You need to do that promptly. Florida has a two year statute of limitations for malpractice claims, starting when the malpractice occurred or when you should have discovered the malpractice occurred through due diligence, and in no event more than 4 years after the malpractice occurred. That means that if the time for any 2015 malpractice claim hasn't yet expired it will soon if you don't act, and it also means that potentially claims for malpractice in 2017 may be expired, too, and if not you may not have much time to pursue that either. And you'll have to take into account that part of the issue was your own delay in getting the colonoscopy done.

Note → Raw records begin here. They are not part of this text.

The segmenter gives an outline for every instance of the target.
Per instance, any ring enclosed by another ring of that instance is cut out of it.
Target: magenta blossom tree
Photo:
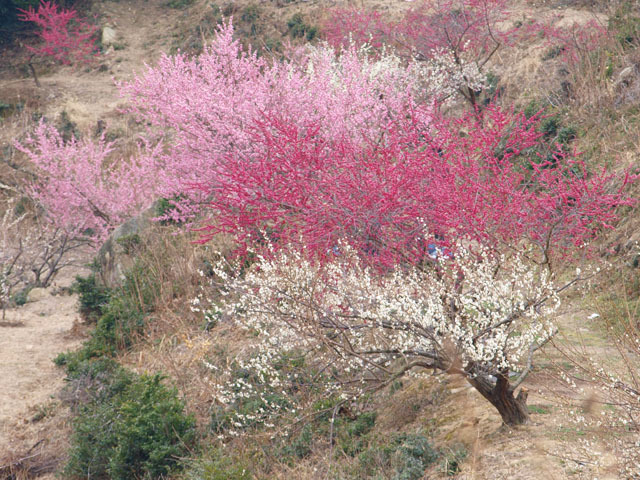
[[[38,76],[33,67],[34,57],[51,58],[64,65],[88,63],[97,54],[97,46],[93,38],[98,27],[78,17],[73,9],[59,9],[53,1],[42,0],[38,9],[29,7],[19,9],[18,18],[23,22],[32,22],[38,27],[37,35],[41,44],[37,47],[27,46],[31,52],[29,68],[36,85],[40,86]]]

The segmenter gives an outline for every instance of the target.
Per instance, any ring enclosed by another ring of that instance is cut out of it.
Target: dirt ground
[[[64,288],[77,274],[87,271],[63,270],[34,301],[7,310],[0,322],[0,469],[35,455],[46,472],[64,450],[68,432],[58,399],[64,371],[52,360],[83,339],[77,296]]]
[[[168,9],[165,3],[164,0],[100,2],[101,24],[115,29],[118,45],[101,57],[102,71],[62,67],[41,74],[41,89],[36,89],[28,77],[0,78],[0,92],[13,96],[0,100],[14,101],[37,95],[43,113],[52,118],[66,111],[80,129],[87,130],[103,120],[120,138],[127,139],[131,132],[126,116],[120,111],[124,100],[119,97],[114,81],[130,79],[134,72],[144,68],[145,62],[153,63],[161,52],[170,51],[175,32],[185,28],[179,24],[188,18],[186,14]],[[320,3],[311,2],[308,8],[317,8]],[[388,8],[408,5],[391,0],[378,4]],[[591,18],[574,10],[569,13]],[[519,78],[522,72],[528,74],[527,65],[523,60],[513,68],[513,75]],[[12,127],[15,130],[7,130],[10,136],[0,135],[0,147],[8,145],[15,138],[14,133],[20,133],[22,125],[16,123]],[[35,476],[43,474],[44,477],[39,478],[53,479],[52,470],[64,460],[70,432],[68,415],[58,398],[64,372],[52,359],[60,352],[76,348],[83,337],[77,327],[77,298],[57,293],[61,287],[69,286],[79,273],[85,272],[63,271],[42,298],[9,310],[5,322],[0,324],[0,469],[7,462],[38,455],[41,470],[36,471]],[[564,317],[565,327],[571,329],[578,325],[580,315],[583,312]],[[544,362],[544,356],[542,358]],[[553,393],[561,387],[552,384],[552,379],[531,377],[528,386],[531,389],[529,403],[534,407],[532,422],[514,431],[500,427],[497,415],[486,401],[463,382],[456,382],[452,380],[448,387],[452,395],[447,413],[450,421],[442,422],[439,435],[443,440],[455,438],[473,445],[458,478],[623,478],[618,474],[618,459],[606,442],[596,436],[577,436],[575,430],[567,427],[566,419],[573,406],[570,402],[563,403]],[[579,398],[575,400],[580,402]],[[583,448],[583,440],[592,442],[588,452]]]

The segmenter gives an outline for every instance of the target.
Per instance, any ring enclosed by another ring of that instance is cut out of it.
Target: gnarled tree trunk
[[[529,421],[529,393],[521,388],[520,393],[514,395],[515,389],[509,385],[508,371],[500,373],[495,382],[488,375],[468,376],[467,381],[496,407],[505,424],[522,425]]]

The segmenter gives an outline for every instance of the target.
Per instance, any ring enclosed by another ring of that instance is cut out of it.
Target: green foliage
[[[166,6],[169,8],[175,8],[176,10],[183,10],[193,5],[195,0],[169,0]]]
[[[144,330],[157,291],[157,285],[140,262],[126,273],[119,289],[101,289],[93,275],[86,279],[77,277],[75,288],[80,292],[81,312],[86,307],[97,318],[96,328],[82,348],[56,357],[54,362],[59,366],[112,356],[118,350],[130,348]]]
[[[57,127],[65,143],[69,142],[72,138],[80,138],[78,125],[71,120],[66,110],[60,113],[60,120],[58,121]]]
[[[171,212],[176,208],[176,202],[179,202],[180,200],[182,200],[182,196],[175,195],[171,198],[163,197],[156,201],[154,206],[156,217],[163,218],[163,220],[160,221],[160,225],[166,226],[166,225],[180,224],[180,222],[176,222],[170,219]]]
[[[29,298],[29,292],[33,289],[32,285],[27,285],[22,290],[18,291],[11,297],[11,301],[15,303],[17,306],[21,307],[27,303]]]
[[[460,473],[460,465],[467,458],[467,449],[464,445],[458,444],[453,448],[448,449],[443,454],[442,459],[442,471],[447,474],[447,476],[455,476]]]
[[[254,476],[246,461],[231,457],[229,452],[218,448],[192,462],[185,478],[187,480],[251,480]]]
[[[553,58],[559,57],[562,52],[565,51],[565,47],[562,45],[554,45],[553,47],[549,47],[547,51],[542,55],[542,60],[551,60]]]
[[[211,411],[209,428],[216,434],[229,430],[248,430],[260,424],[263,415],[272,410],[272,405],[279,409],[291,407],[287,396],[279,393],[266,393],[248,398],[239,398],[228,407],[216,406]],[[254,421],[243,426],[234,426],[236,418],[253,418]]]
[[[243,24],[241,25],[241,30],[245,35],[255,37],[262,31],[259,23],[261,15],[262,9],[255,4],[247,5],[242,10],[242,13],[240,14],[240,20]]]
[[[312,452],[313,426],[308,423],[300,434],[282,449],[282,453],[296,458],[305,458]]]
[[[634,48],[640,40],[640,14],[637,2],[621,2],[613,15],[609,17],[609,31],[625,49]]]
[[[369,439],[366,435],[375,425],[376,416],[375,412],[365,412],[354,419],[338,419],[338,443],[345,454],[355,457],[367,448]]]
[[[76,276],[72,289],[79,295],[80,315],[85,322],[97,322],[109,303],[110,290],[96,282],[95,274],[88,277]]]
[[[294,14],[287,22],[289,35],[293,38],[306,38],[307,41],[313,40],[318,35],[318,29],[314,26],[307,25],[302,14]]]
[[[65,478],[159,478],[175,469],[196,438],[177,391],[161,375],[138,376],[109,359],[76,367],[69,379],[89,394],[76,409]]]
[[[136,252],[136,249],[142,243],[140,239],[140,235],[137,233],[132,233],[131,235],[124,235],[116,240],[126,255],[133,255]]]
[[[424,435],[401,434],[389,444],[362,452],[358,456],[359,472],[362,477],[371,477],[393,469],[393,480],[418,480],[439,456]]]
[[[15,32],[26,28],[24,22],[18,19],[18,9],[38,8],[39,3],[40,0],[0,0],[0,44],[4,40],[11,40]]]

You can't litigate to prevent others from going through what you did. All you can do is get compensation for any harm caused by malpractice, if there was any.

I sympathize with the pain and other problems you've have, and the difficulty of the various treatments you've had along the way. I have had similar experiences. It sucks. But while you have had lots of problems, that does not necessarily mean that any doctor was at fault here or that had things been done a bit differently you'd have had a different outcome. Sometimes life just hands you a bad hand of cards to play. I do hope that you have a good recovery and a stable condition going forward.
 
Wow TM. You out wrote the OP by 175 words. :D

I have some sympathy for the OP's situation, having been in a somewhat similar situation myself. So I wanted to provide an explanation of things that would allow her to fully understand the complexity of the legal problem she is asking about and to understand a bit of the medical profession's approach to these kinds of intestinal problems.